Letra de la canción: Mi Muñeca
Estribillo:
El tiempo, qué me ha hecho el tiempo,
mira lo que me ha hecho el tiempo,
cámbiame este pensamiento.
Le le le le le le le...
Hoy he sentío al despertarme
unos recuerdos muy grandes
que me ahogan por la noche
porque me acuerdo de alguien.
Hizo que recordara un recuerdo de niñez,
he cogío una muñeca bastante ya deteriorada,
le he peinado el cabello
y le he pedío al tiempo que nunca me haga mujer.

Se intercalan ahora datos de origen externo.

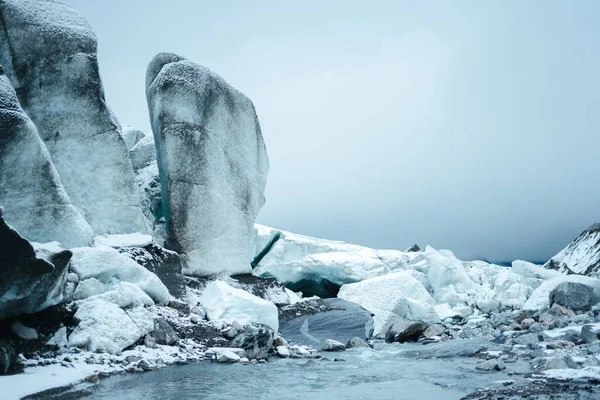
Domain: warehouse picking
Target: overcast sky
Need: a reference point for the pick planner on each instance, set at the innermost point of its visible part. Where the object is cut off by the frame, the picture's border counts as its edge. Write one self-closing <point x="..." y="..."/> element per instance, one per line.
<point x="467" y="125"/>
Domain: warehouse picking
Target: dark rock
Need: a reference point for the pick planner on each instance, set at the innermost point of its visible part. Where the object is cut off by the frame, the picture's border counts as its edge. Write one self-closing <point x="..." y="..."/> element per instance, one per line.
<point x="256" y="340"/>
<point x="319" y="320"/>
<point x="34" y="283"/>
<point x="573" y="295"/>
<point x="8" y="359"/>
<point x="164" y="263"/>
<point x="403" y="332"/>
<point x="356" y="342"/>
<point x="164" y="333"/>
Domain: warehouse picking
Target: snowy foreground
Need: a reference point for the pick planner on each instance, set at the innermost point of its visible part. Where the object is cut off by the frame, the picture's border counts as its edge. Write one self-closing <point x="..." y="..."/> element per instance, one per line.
<point x="128" y="321"/>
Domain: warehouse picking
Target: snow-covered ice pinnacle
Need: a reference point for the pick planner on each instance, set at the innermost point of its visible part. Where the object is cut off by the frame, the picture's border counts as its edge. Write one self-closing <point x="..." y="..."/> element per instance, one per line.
<point x="212" y="162"/>
<point x="31" y="192"/>
<point x="49" y="53"/>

Y me he sentao a hablar con ella,
me he disculpao por no haberla recogío,
le he vestío con una ropita nueva,
le he prometío que yo siempre la he querío,
que siempre estuvo a mi vera,
siempre al laito mío.
Estribillo:
Y una canción de cuna
para alguien que me ha visto hablar con la luna
y unos besos, unos te quiero.
El desvelo de la noche y una risa un sonajero.
Se le nota en la cara que el tiempo no perdona
y hasta le han salío canas.
Para mí, mi compañera, la más bella,
la más grande, la mejor, mi consejera.
¡Ay, mi vieja muñeca, mi mare!
El tiempo que ha hecho el tiempo,
mira lo que me ha hecho el tiempo,
me ahoga en la pena, la pena del recuerdo.